Chambers's Encyclopaedia, Volume 3: Catarrh to Dion, p. 143
Illustration of a Cheese-hopper fly and its larva. Part 'a' shows a small larva, part 'b' shows a magnified larva, part 'c' shows a perfect insect, and part 'd' shows a magnified insect.
Cheese-hopper : a, larva, natural size; b, larva, magnified, preparing to spring; c, perfect insect, natural size; d, magnified.

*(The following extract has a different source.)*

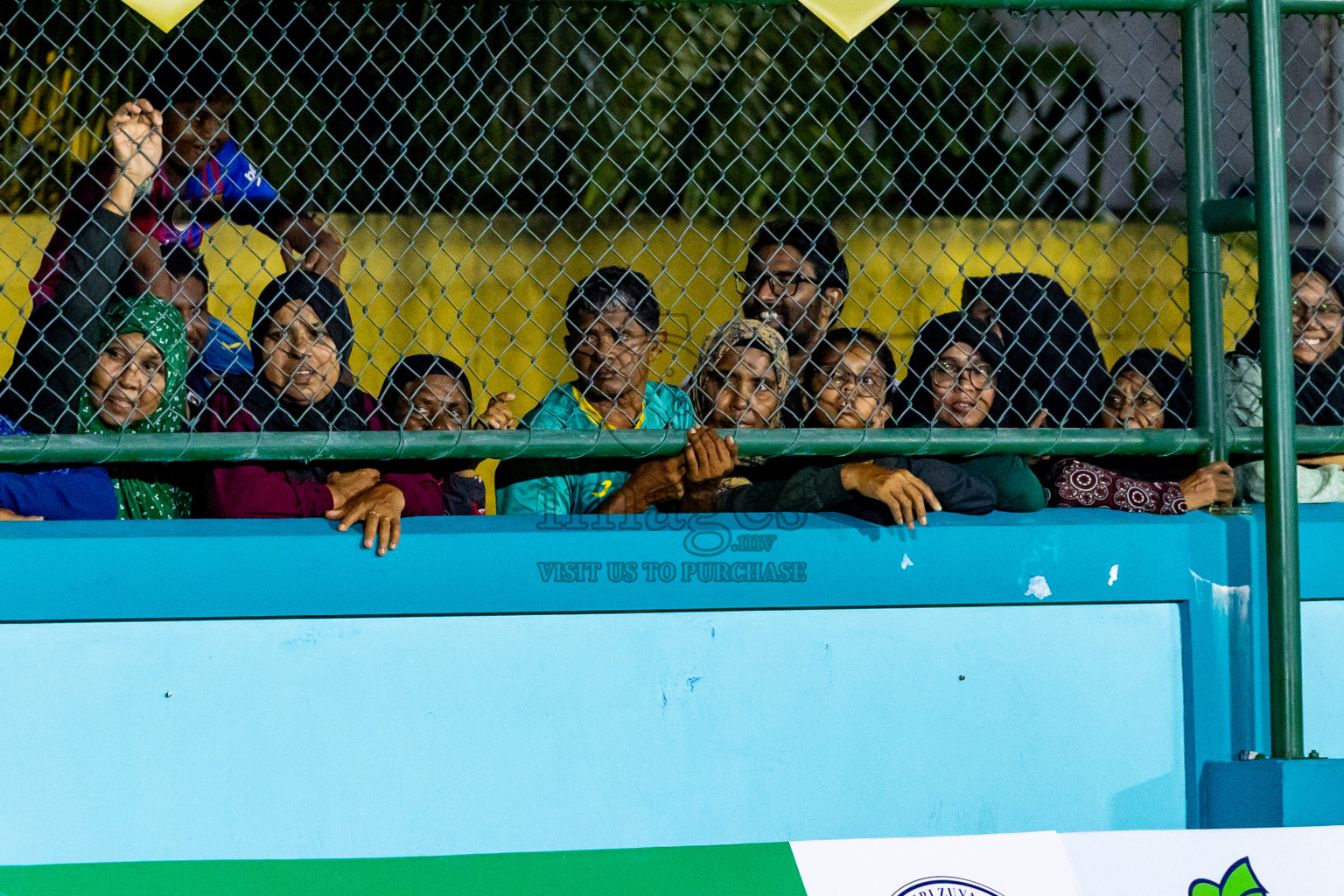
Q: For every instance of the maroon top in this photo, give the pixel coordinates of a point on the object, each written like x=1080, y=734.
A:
x=286, y=489
x=1078, y=484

Cheese-hopper, the larva of Piophila casci, a small dipterous (two-winged) fly, of the large family Muscidae, to which the house-fly, blow-fly, &c. belong. The perfect insect is about a line and a half in length, mostly of a shining black colour; antennæ, forehead, and some parts of the legs reddish. It is a pest of dairies and store-closets, laying its eggs in cracks or crevices of cheese, the destined food of its numerous, active, and voracious larvæ. To preserve cheeses from this pest, it is of advantage to brush or rub them frequently, and to remove all cracked or injured cheeses from large stores, besides keeping them dry and in a well-aired place. The same rules are applicable in regard to the other insect larvæ by which cheeses are some- times infested. Of these the most notable are the larvæ of the Bacon Beetle (see DERMESTES), and of another species of dipterous fly, Musca corvina.